You can list your house with a real estate agent for a sale price based on similiar houses recently sold for your in your area. If you get a reasonable offer, but for less than what you owe on your mortgage(s), it is time to speak to your lender to see if the lender will accept a short sale. A short sale is simply the sale of a house for less than the homeowner owes on the mortgage(s). The proceeds of the sale fall short of the amount the borrower owes on the bank.
Keep in mind, the bank will only accept proceeds that fall short of the mortgage payoff amount, if the owner can clearly establish that the house will not sell for the price needed for a complete payoff. Remember the way to establish a reasonable sales price that the bank may approve, is to research recent home sales in your area for houses that are similar. That will provide a clear benchmark for a fair market value that the bank may consider.

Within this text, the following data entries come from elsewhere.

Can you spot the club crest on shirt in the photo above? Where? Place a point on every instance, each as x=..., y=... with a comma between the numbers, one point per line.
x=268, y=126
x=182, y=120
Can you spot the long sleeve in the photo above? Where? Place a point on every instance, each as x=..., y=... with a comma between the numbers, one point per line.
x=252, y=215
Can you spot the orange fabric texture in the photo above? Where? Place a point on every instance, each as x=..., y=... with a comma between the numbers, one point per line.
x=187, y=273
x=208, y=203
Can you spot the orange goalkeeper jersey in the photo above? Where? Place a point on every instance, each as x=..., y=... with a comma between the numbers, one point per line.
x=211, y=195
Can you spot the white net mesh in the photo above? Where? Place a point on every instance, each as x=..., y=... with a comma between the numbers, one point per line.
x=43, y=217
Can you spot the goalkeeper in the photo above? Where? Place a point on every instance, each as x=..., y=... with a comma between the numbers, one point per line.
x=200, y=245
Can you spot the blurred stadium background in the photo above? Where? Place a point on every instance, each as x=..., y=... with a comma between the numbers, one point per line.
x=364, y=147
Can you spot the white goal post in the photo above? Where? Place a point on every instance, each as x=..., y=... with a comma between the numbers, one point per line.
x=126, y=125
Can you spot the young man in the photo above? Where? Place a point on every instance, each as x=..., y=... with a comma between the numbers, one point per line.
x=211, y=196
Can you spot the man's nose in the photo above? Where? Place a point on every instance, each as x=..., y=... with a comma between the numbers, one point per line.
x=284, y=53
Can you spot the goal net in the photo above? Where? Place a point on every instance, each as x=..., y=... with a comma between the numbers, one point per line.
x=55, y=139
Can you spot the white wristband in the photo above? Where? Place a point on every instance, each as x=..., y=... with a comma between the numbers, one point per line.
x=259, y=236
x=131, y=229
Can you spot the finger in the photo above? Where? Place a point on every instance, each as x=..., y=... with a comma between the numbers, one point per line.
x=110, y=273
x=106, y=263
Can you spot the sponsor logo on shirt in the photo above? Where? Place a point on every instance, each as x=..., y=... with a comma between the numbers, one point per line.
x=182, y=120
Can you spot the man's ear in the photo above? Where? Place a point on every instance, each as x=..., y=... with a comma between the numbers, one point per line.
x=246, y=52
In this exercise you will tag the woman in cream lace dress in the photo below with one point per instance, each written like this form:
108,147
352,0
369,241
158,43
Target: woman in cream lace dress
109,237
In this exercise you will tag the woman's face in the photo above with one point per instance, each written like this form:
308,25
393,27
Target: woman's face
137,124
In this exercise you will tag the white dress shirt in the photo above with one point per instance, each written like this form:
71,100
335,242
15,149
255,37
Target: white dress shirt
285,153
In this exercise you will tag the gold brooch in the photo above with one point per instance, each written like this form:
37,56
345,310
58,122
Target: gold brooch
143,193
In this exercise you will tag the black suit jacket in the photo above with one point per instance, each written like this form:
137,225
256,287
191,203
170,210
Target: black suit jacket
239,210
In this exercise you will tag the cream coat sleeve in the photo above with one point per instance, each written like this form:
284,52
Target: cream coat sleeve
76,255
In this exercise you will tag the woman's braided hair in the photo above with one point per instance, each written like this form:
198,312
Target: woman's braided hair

Short sales often occur when the homeowner is no longer
able to afford their loan obligations and this is a way for a foreclosure to be avoided. Short sales can also take place when the homeowner is paying their loan obligation, but chooses to sell the property. In either case, the lender(s) could still expect to be paid the deficiency balance that is remaining after the proceeds fromthe sell transaction are applied to the outstanding loan obligation. This is the reason you must get approval from your lender or servicer to ensure that they will accept the proceeds from a short sale as full payment of your loan obligation. Make sure to discuss this detail with the lender prior to completing the short sale transaction.

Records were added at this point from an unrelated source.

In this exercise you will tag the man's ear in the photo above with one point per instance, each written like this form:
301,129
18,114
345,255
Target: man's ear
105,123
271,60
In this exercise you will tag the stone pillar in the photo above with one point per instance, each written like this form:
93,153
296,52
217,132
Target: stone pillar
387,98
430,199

There may be circumstances where you would still want to accept a short sale offer even if you will owe the remaining balance to the bank after the sale proceeds are paid. For instance, in a real estate market where prices are falling rapidly, if you have qualified buyer offering somewhat less than your mortgage payoff, you may want to accept that offer anyway. At least you will owe the bank less than if you waited and received even less from a future buyer. It takes many steps to complete a successful short sale.
Notify all parties
Notify the mortgage lender(s) of your intent to sell the property. If there is more than one mortgage on the property, you should contact all the parties to negotiate the sale price. Each mortgage lender may have requirements that need to be met prior to your submitting an offer to them. At this point, it may be helpful to find an experienced
real estate agent that can assist you through the sales process.
List your home
Without a buyer, there is no short sale. An experienced real estate agent will help in finding comparable home sales to set a reasonable price for the home and attract a qualified buyer in a short amount of time. This agent can list your home for sale, advertise the listing, and help you negotiate with the buyer and the bank.
Work with your lender
The lender(s) will usually ask for a hardship letter detailing the personal circumstances of your situation that is forcing you to sell the home. It is important to be honest in this letter with the lender because if any of the reasons are found to be false, the lender could choose not to accept a short sale. Also, be prepared to provide a detailed list of all current assets, including bank account balances, stocks you hold, other real estate you own, tax returns, and any other items of value. The mortgage lender will examine these in great detail to learn if there are additional funds available that you could pay toward the mortgage to reduce the amount of their loss. Remember, the entire amount was borrowed from the lender(s) and they have the right to review any and all assets.
Submit an offer to the lender
Once you have an offer to purchase from a qualified potential buyer, you can submit the offer to the lender(s) along with any other information they request. If your real estate agent has experience with short sales, they will be able to help you work with the lender(s) to complete the deal. The lender(s) will review the offer details looking at every fee, cost, and expense involved. They will review the sales price of the home, conducting their own evaluation as to the value of the property compared to the offer. Usually, the lender will do this by hiring an appraiser to go out to the home to determine the fair market value. They may ask for a reduction in some fees, a contribution from the seller, or require changes agreed to between the parties.
Your lenders decision
In most cases, the lender(s) will not accept the first offer received. If the lender(s) counters the initial offer, the buyer can decide whether to continue their efforts to purchase the property. The sale cannot take place without the lender(s) approval.
The entire short sale process can take some time, so it’s important for you to let the buyer know the conditions affecting the sale. As the seller, you don’t want to lose a potential buyer because they lose their patience because they were not made aware of the short sale.